As mentioned in my previous article, we do not use upstream build system to build LLVM in the base system, but hand-writen BSD Makefiles. Importing CMake into the base system was not an option, because of the size of the project and the large dependency chain it requires for building. As a drawback, the build is slower than it could be, were we able to take advantage of a more modern build system.
Nowadays, Clang is the default compiler on the amd64, arm64, armv7, i386, macppc, octeon, powerpc64, and riscv64 platforms. It is also available in the sparc64 base system.
But then, why do we still need LLVM in the ports tree? As an aside, for those wondering why we need a compiler in the base system in the first place, Julio Merino wrote about this in his “Compilers in the (BSD) base system” post.
In the OpenBSD base system, we only build LLVM backends for a given architecture, so on amd64 and i386 we build LLVM’s X86 backend. The mapping we do between OpenBSD’s MACHINE_ARCH and LLVM_ARCH values can be found in gnu/usr.bin/clang/Makefile.arch.
Note that we also build the AMDGPU backend on platforms requiring it.
On an amd64 machine, the registered targets for the base compiler are:
$ clang --print-targets Registered Targets: amdgcn - AMD GCN GPUs r600 - AMD GPUs HD2XXX-HD6XXX x86 - 32-bit X86: Pentium-Pro and above x86-64 - 64-bit X86: EM64T and AMD64
And the ones for Clang installed from ports are:
$ clang-13 --print-targets Registered Targets: aarch64 - AArch64 (little endian) aarch64_32 - AArch64 (little endian ILP32) aarch64_be - AArch64 (big endian) amdgcn - AMD GCN GPUs arm - ARM arm64 - ARM64 (little endian) arm64_32 - ARM64 (little endian ILP32) armeb - ARM (big endian) avr - Atmel AVR Microcontroller bpf - BPF (host endian) bpfeb - BPF (big endian) bpfel - BPF (little endian) hexagon - Hexagon lanai - Lanai mips - MIPS (32-bit big endian) mips64 - MIPS (64-bit big endian) mips64el - MIPS (64-bit little endian) mipsel - MIPS (32-bit little endian) msp430 - MSP430 [experimental] nvptx - NVIDIA PTX 32-bit nvptx64 - NVIDIA PTX 64-bit ppc32 - PowerPC 32 ppc32le - PowerPC 32 LE ppc64 - PowerPC 64 ppc64le - PowerPC 64 LE r600 - AMD GPUs HD2XXX-HD6XXX riscv32 - 32-bit RISC-V riscv64 - 64-bit RISC-V sparc - Sparc sparcel - Sparc LE sparcv9 - Sparc V9 systemz - SystemZ thumb - Thumb thumbeb - Thumb (big endian) wasm32 - WebAssembly 32-bit wasm64 - WebAssembly 64-bit x86 - 32-bit X86: Pentium-Pro and above x86-64 - 64-bit X86: EM64T and AMD64 xcore - XCore
The devel/llvm port is built using CMake and Ninja, resulting in more efficient builds. On top of building all available LLVM backends, we also build:
- The Clang Static Analyzer and its companion tool scan-build
- Clang utilities (clang-format and clang-* tools)
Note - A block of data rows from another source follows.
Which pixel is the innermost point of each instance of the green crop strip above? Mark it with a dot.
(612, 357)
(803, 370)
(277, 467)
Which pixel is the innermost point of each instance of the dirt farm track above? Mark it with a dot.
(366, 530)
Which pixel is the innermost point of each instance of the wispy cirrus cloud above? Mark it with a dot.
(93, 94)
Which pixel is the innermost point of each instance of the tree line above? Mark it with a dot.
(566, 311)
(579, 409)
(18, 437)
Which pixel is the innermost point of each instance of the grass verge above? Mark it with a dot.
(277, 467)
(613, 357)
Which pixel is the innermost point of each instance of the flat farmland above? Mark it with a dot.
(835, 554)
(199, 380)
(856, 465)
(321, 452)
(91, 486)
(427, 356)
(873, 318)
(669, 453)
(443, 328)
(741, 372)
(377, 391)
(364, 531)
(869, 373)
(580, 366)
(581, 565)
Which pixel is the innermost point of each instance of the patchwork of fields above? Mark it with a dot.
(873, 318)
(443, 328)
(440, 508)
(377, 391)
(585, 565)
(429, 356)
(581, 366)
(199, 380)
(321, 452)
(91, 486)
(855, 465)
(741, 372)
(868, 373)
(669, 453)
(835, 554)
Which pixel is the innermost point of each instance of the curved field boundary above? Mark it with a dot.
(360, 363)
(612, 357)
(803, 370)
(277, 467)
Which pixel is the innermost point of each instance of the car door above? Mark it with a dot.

- LLVM utilities (LLVM binary utilities: llvm-ar, llvm-as, llvm-objcopy, llvm-objdump, etc.)
- Tools to process code coverage data (llvm-profdata and llvm-cov)
- Various other tools such as llc, lli, llvm-mc, llvm-mca, etc.
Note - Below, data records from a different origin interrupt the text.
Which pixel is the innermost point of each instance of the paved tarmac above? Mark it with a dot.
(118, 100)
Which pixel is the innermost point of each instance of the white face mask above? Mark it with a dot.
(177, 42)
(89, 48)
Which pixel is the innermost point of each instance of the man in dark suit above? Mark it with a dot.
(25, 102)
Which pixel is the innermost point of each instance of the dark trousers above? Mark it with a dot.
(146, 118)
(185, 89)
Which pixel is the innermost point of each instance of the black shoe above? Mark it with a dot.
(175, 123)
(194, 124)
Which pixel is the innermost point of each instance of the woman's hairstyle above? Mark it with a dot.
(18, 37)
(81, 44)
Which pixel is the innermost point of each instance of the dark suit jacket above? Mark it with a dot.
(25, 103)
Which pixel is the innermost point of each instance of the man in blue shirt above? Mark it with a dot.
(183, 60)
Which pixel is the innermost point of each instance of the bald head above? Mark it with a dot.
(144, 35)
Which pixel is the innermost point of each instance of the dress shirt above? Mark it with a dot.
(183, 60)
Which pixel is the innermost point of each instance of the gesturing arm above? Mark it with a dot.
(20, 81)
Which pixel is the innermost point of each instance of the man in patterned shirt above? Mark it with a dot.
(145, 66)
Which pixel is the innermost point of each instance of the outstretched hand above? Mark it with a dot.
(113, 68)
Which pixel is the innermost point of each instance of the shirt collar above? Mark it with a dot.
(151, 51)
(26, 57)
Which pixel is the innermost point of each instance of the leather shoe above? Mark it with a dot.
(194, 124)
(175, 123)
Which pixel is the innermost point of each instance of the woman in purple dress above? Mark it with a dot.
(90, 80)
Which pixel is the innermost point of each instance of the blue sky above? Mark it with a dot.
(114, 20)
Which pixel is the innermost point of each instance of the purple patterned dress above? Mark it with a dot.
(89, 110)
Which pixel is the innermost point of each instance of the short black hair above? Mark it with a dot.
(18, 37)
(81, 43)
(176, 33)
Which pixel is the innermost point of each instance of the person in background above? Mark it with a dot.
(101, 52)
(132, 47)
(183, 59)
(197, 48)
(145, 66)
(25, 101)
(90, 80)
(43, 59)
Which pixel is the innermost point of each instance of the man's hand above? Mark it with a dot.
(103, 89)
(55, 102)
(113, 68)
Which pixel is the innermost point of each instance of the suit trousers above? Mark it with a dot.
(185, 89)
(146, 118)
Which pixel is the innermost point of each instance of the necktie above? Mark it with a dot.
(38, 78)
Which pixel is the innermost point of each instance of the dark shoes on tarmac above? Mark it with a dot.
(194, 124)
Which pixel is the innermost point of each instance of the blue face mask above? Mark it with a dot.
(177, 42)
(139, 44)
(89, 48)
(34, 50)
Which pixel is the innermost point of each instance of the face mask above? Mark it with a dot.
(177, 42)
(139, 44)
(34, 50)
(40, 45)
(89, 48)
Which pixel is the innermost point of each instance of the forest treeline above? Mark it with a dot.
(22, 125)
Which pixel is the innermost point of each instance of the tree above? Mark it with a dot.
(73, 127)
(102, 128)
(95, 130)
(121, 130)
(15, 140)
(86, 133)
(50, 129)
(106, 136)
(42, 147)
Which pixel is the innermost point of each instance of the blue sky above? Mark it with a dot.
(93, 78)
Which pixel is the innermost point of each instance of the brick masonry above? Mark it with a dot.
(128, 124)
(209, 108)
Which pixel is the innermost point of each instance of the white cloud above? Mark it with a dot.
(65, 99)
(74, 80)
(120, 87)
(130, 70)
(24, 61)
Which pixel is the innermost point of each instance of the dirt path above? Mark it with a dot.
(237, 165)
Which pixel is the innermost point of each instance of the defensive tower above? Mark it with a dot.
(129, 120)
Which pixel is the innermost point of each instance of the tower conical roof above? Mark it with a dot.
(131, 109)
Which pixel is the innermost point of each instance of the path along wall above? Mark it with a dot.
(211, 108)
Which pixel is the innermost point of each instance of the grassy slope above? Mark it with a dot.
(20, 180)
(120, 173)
So in essence, we try to keep the base system LLVM somewhat minimal, and build additional features and tooling in the port version. This solution has worked well for us so far.
One last thing to note, we only build one version of LLVM in ports, which is kept in sync with the base version, so we do not ship packages for older (or newer) versions of LLVM.